If the absolute value of "OFSDAT" exceeds the predetermined value in step 42, the flow advances to step 43 to determine whether "OFSDAT" is positive or negative. Proceed to step 44.

When the process proceeds to step 45, "TEMO
The level of “N” is a positive level, and “1” is incremented (added) to “TEOFS1.” As a result, the offset cancel voltage “TEOFS-E” increases, and the output value of the differential amplifier 34 “TEMON” And the circuit offset decreases.

When the process proceeds to step 44, "TEMO
The level of “N” is a negative level, and “1” is decremented (subtracted) from “TEMON.” As a result, the offset cancel voltage “TEOFS-E” decreases, and the output value “TEMON” of the differential amplifier 34 is reduced.

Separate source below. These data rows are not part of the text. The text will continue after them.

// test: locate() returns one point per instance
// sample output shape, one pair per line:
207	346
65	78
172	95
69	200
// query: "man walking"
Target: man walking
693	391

Levels increase,
Circuit offset increases.

After the processing of step 44 or step 45, the flow returns to step 42, and while repeating the loop processing of steps 42 to 45, "TEOFS1" such that the level of "TEMON" becomes a predetermined level near "0".
When is set, the process ends.

FIG. 9 is a flowchart showing a detailed process of step 36 in FIG. The CPU 8 determines in step 5
In step 1, an initial value is set in “TEOFS2”. For example, A
The center value of the data range that can be input to the DC 52 is set.

Proceeding to step 52, the AD conversion data "O
FSDAT ”is read, and it is determined whether the absolute value is equal to or smaller than a predetermined value. If the absolute value is equal to or smaller than the predetermined value, the output value“ TEMON ”of the differential amplifier 34 is substantially at the“ 0 ”level, and the circuit offset cancellation is performed. Since the processing has been completed, the processing ends.

If the absolute value of "OFSDAT" exceeds the predetermined value in step 52, the flow advances to step 53 to determine whether "OFSDAT" is positive or negative. Proceed to step 54.

If the process proceeds to step 55, the "TEMO
The level of “N” is a positive level, and “1” is incremented (added) to “TEOFS2.” As a result, the offset cancel voltage “TEOFS-E” increases, and the output value “TEMON” of the differential amplifier 34 is increased. And the circuit offset decreases.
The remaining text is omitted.